FinQuest Securities is bullish on MindTree (MTCL) and has recommended buy rating on the stock with a target price of Rs 1,087 in its February 8, 2013 research report.
"MTCL, reported revenues of $110mn up 2.4% sequentially but below our expectations (3.5% Q-o-Q). In rupee terms, revenue declined 1% sequentially to Rs5.9bn, in line with our expectations (down 1.3% Q-o-Q). Volumes declined 0.7% sequentially, however realizations improved by 3.3%. Among the business segments, it was IT Services (ITS) that out-performed, growing 4.8% sequentially in dollar terms, mainly due to a 8.4% Q-o-Q growth in travel, media and services verticals (Q2 was muted due to projects coming to an end in the Travel vertical) while Product Engineering Services (PES) business was quite muted posting a negative growth of -2.7% sequentially due to client shut downs.
Volumes declined 0.7% sequentially, which was expected due to seasonal factors, while it was offset by a 3.4% improvement in realization. The higher productivity during the quarter was driven by greater efficiencies in fixed price contracts as revenue contribution from fixed price contracts which increased by 350bps Q-o-Q to 42.3%.
EBITDA margins of MTCL contracted 204 bps sequentially to 20.1%, on account of wage hikes given to ~20% of employees and rupee appreciation 3.4% (margin sensitivity ~40-50bps per point change in INR/USD). However, Gross margins improved marginally to 40.2% on the back of an improvement in realization. MTCL has invested this savings into higher S,G&A as management expects the demand scenario to improve going into FY14.. Higher-than-expected forex gains of Rs142mn (versus Rs415mn loss in the previous quarter) aid the sequential profit growth of 36.8% to Rs 988mn.

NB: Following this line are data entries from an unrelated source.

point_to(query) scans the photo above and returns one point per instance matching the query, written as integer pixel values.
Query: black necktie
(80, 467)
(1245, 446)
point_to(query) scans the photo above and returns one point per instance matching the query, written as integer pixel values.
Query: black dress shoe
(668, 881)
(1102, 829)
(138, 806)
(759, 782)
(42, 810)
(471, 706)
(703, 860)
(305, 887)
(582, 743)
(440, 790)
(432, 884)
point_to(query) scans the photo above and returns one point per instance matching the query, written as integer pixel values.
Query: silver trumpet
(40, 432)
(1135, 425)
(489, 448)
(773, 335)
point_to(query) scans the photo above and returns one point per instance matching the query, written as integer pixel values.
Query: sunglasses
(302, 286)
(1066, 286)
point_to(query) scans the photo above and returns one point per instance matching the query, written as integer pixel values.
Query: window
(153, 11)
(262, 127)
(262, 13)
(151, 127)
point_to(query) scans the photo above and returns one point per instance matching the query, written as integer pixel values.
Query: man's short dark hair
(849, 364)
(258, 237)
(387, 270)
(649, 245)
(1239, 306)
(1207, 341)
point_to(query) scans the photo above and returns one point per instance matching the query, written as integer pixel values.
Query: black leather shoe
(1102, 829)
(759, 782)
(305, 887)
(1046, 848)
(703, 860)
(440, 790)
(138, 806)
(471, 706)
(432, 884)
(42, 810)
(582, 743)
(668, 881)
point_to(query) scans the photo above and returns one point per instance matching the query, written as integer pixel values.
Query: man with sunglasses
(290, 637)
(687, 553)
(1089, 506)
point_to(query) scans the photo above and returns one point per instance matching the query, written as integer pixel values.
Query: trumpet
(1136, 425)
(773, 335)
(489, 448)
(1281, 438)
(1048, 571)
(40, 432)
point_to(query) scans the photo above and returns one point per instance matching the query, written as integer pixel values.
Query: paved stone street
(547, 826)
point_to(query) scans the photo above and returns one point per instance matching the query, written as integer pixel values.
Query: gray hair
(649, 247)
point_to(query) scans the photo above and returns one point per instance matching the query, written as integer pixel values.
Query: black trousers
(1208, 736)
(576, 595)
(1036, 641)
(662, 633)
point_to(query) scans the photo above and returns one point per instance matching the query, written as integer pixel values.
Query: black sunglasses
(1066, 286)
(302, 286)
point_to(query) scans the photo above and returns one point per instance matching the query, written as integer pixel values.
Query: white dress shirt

Over the last seven quarters, the revenue run-rate has been flat for PES. The slowdown in the semiconductor sector coupled with lower discretionary spend over the past year were the main reasons for this subdued performance. However, MTCL has been able to improve the profitability of the PES segment (~24% in Q3FY13 vs. ~7% in Q1FY12) while the outlook looks good as the discretionary spend is set to pick-up.
MTCL has a higher leverage towards discretionary spend as it derives ~45-50% of its revenues from discretionary projects which was construed as negative for MTCL in the past in the deteriorating macro environment. But the same factor would be beneficial for MTCL as the companies' increase their discretionary spend.
MTCL delivered a decent set of numbers in spite of a seasonally weak quarter. It benefitted from higher pricing while it has also increased the spend on S,G&A to cash in on the pickup in discretionary spend going ahead. The company should benefit from the improvement in the discretionary spend thus aiding the performance of the PES segment while cost optimization should be retained in the improving demand scenario. Taking the above factors into account we model for FY13 and FY14 revenue and EPS to come in at Rs 23.62bn & Rs 25.30 bn and Rs 82.6 & Rs108.7 respectively. With FY14 hedges coming in at Rs 57.37 the company could benefit from forex gains in FY14 if the current rate of Rs 53.5/$ sustains while it could slightly lose out on the INR topline and margin front. We reiterate our Buy rating on the stock and roll forward our target price for FY14 at Rs 1,087(up from 737 for FY13E) valuing the company at 10x FY14 earnings of 108.7 (factoring the forex gains)," says FinQuest Securities research report.